The rationale behind the K-12 CS education reform movement—which includes learning CT and CS—is based on several key arguments: CT represents fundamental knowledge and skill needed to participate in our technology-enhanced society (Margolis et al., 2008); there are numerous jobs in computing and related fields projected in the future (Bureau of Labor Statistics, 2018); to learn CT is to learn important competencies that can be applied across domains (ISTE, 2016); and CT knowledge is necessary to solve today’s grand challenges (Code.org, CSTA, & ECEP, 2019; National Science Foundation, n.d.). Furthermore, parents want their children to learn CS (Google & Gallup, 2015), an important indicator of its value in the realm of public opinion.
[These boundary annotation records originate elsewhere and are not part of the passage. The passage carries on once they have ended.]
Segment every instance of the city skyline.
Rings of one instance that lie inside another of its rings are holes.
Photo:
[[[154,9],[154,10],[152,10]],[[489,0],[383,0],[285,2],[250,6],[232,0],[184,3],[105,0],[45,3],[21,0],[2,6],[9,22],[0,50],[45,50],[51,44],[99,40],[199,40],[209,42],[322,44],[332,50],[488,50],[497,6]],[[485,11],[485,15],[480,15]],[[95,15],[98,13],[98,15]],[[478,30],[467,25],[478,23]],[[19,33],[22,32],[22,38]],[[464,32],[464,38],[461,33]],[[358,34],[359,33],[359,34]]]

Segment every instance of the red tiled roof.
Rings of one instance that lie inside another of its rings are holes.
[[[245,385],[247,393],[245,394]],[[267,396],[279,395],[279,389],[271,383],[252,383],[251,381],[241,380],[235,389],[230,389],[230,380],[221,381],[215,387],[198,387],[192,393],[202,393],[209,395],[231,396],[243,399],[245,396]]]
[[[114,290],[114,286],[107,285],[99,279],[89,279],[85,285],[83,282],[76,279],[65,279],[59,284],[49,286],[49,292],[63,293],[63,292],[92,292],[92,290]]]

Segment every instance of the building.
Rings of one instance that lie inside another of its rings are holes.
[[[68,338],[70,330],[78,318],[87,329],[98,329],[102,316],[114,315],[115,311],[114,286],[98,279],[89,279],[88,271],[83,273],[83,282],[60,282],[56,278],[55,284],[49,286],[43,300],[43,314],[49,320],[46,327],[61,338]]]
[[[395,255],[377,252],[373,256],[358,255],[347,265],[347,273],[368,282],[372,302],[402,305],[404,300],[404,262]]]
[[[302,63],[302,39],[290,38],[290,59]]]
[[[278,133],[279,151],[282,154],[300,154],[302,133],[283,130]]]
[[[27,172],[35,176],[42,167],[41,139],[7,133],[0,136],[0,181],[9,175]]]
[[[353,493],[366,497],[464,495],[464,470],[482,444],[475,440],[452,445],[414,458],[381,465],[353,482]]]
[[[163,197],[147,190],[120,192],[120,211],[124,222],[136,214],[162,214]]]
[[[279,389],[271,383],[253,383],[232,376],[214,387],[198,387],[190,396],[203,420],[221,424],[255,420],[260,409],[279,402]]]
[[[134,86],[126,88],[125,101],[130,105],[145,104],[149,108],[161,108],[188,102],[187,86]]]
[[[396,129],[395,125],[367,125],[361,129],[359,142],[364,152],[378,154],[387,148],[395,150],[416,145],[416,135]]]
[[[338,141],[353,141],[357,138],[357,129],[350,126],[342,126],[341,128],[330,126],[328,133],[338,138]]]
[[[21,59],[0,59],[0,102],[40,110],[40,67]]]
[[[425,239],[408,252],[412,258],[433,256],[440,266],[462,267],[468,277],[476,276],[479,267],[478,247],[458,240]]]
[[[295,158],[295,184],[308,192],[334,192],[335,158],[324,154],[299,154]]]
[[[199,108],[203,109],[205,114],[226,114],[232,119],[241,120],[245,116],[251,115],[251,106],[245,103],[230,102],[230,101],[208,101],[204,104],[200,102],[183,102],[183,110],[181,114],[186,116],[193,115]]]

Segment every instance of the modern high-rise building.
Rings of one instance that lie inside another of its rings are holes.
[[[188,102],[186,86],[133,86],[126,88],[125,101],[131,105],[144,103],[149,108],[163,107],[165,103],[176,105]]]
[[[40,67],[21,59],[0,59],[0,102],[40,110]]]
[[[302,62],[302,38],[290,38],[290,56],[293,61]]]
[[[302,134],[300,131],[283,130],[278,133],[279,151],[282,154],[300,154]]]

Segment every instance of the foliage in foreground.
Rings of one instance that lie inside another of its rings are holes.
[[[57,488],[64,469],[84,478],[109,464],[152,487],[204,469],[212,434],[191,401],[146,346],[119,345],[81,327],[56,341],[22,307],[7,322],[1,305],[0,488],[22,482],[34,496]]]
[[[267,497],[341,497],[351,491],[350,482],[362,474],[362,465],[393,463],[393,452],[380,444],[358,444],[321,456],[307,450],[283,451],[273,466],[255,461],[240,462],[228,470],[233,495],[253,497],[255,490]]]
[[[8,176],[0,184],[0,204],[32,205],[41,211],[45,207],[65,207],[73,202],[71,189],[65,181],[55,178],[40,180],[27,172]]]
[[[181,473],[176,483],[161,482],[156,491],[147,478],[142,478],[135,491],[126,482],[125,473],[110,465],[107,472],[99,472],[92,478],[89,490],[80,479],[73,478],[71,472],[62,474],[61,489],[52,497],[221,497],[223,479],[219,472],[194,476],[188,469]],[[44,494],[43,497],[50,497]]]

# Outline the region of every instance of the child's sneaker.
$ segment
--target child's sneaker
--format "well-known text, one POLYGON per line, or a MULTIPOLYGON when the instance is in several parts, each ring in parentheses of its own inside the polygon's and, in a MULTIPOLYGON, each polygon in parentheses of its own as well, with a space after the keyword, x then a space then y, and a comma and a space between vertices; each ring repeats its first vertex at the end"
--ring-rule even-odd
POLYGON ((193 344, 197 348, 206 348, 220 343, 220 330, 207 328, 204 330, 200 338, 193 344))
In 2016, ISTE updated its Standards for Students that describe what every K-12 student should know and be able to do with technology. In this update, it added “computational thinker” as one of the seven roles K-12 students should be able to assume. Students that are computational thinkers “[develop] and [employ] strategies for understanding and solving problems in ways that leverage the power of technological methods to develop and test solutions” (ISTE, 2016). Sub-elements of this standard include defining problems; thinking algorithmically; collecting, analyzing, and representing data; developing models to understand complexity; and creating and testing automated solutions (ISTE, 2016). The ISTE standards have been widely adopted by state boards of education, including in the state of Georgia, the context for the Leading CT course. The ISTE standards update has implications for pre-service and in-service teacher educators: across all subjects that candidates will teach in K-12 contexts, teacher education curricula need to address developing candidates’ CT knowledge and skill so they, in turn, can develop students’ CT knowledge across curricula, from elementary through high school.
Key Terms in this Chapter
Students: “Student” is used to denote K-12 students. (An exception to this occurs when the paper discusses “graduate students,” which denotes the adult in-service teachers and school librarians who participated in the course described in this chapter.)
Learners: “Learner” denotes the graduate students who took the course Leading CT. This is distinct from the term “student.”
Computer Science: Computer science (CS) is “The study of computers and algorithmic processes, including their principles, their hardware and software designs, their implementation, and their impact on society” (Tucker et al., 2006, p. 6).
Instructional Problems: Performance problems for which instruction is determined to be a solution ( Morrison et al., 2013 ).
Computational Thinking: Computational thinking (CT) is a problem-solving process that includes the following characteristics: formulating problems in a way that enables us to use a computer and other tools to help solve them; logically organizing and analyzing data; representing data through abstractions such as models and simulations; automating solutions through algorithmic thinking; Identifying, analyzing, and implementing possible solutions with the goal of achieving the most efficient and effective combination of steps and resources; and generalizing and transferring this problem solving process to a wide variety of problems (ISTE, CSTA, 2011).
Computational practices: From the AP CS Principles curriculum, there are six computational practices: Connecting Computing, Creating Computational Artifacts, Abstracting, Analyzing Problems and Artifacts, Communicating, and Collaborating ( College Board, 2017 , pp. 9-10).
Computer Literacy: Computer literacy is “the knowledge and ability to use computers and existing technologies or applications efficiently” (LeadCS.org, 2015).